Best Machine Learning Development Companies

DataRoot Labs vs 10Pearls: full comparison for 2026

Last updated: July 2026

Quick verdict

DataRoot Labs (3.8/5) edges ahead of 10Pearls (3.8/5) overall. DataRoot Labs is the better choice for startups and scale-ups needing AI strategy alongside execution, with accessible starting budgets and a boutique consultancy approach. 10Pearls is the stronger option for uS-based enterprises and government contractors needing AI-native delivery teams with North American proximity, government sector experience, and LATAM delivery capacity. The right choice depends on your project size, budget, and required tech stack.

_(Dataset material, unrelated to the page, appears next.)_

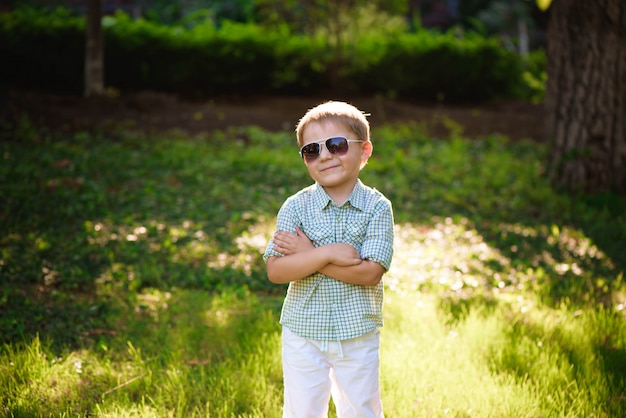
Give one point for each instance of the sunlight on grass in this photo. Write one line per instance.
(134, 286)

DataRoot Labs vs 10Pearls: head-to-head summary

Criterion DataRoot Labs 10Pearls
Founded 2016 2004
HQ Kyiv, Ukraine Vienna, VA, USA
Team size 50–100 1,400+
Rating 3.8 / 5 3.8 / 5
Best for Startups and scale-ups needing AI strategy alongside execution, with accessible starting budgets and a boutique consultancy approach US-based enterprises and government contractors needing AI-native delivery teams with North American proximity, government sector experience, and LATAM delivery capacity
Pricing model Fixed project, T&M, Retainer Fixed project, Dedicated team, T&M
Min. engagement $15K $30K
Primary tech stack Python, TensorFlow, PyTorch Python, TensorFlow, PyTorch
Industries served SaaS, fintech, media, healthcare, logistics healthcare, financial services, government, retail, logistics

DataRoot Labs vs 10Pearls: overview

DataRoot Labs

DataRoot Labs is a machine learning and AI consulting company headquartered in Kyiv, Ukraine. The company employs 50–100 professionals and is recognized as one of Ukraine's most trusted ML consultancies, combining strategic AI advisory with hands-on engineering execution. DataRoot Labs works with startups, scale-ups, and mid-market organizations needing to build or accelerate their ML capabilities, particularly in the Ukrainian and European tech ecosystems.

10Pearls

10Pearls is an AI-powered digital engineering company founded in 2004 and headquartered in Vienna, Virginia, in the Washington DC metro area. The company employs 1,400+ experts across North America, Latin America, Europe, and South Asia, and has been recognized four consecutive times on the CRN Solution Provider 500 list for enterprise AI delivery. 10Pearls serves enterprise and government clients in healthcare, financial services, and logistics with a focus on ML, cloud architecture, and cybersecurity-aware AI development.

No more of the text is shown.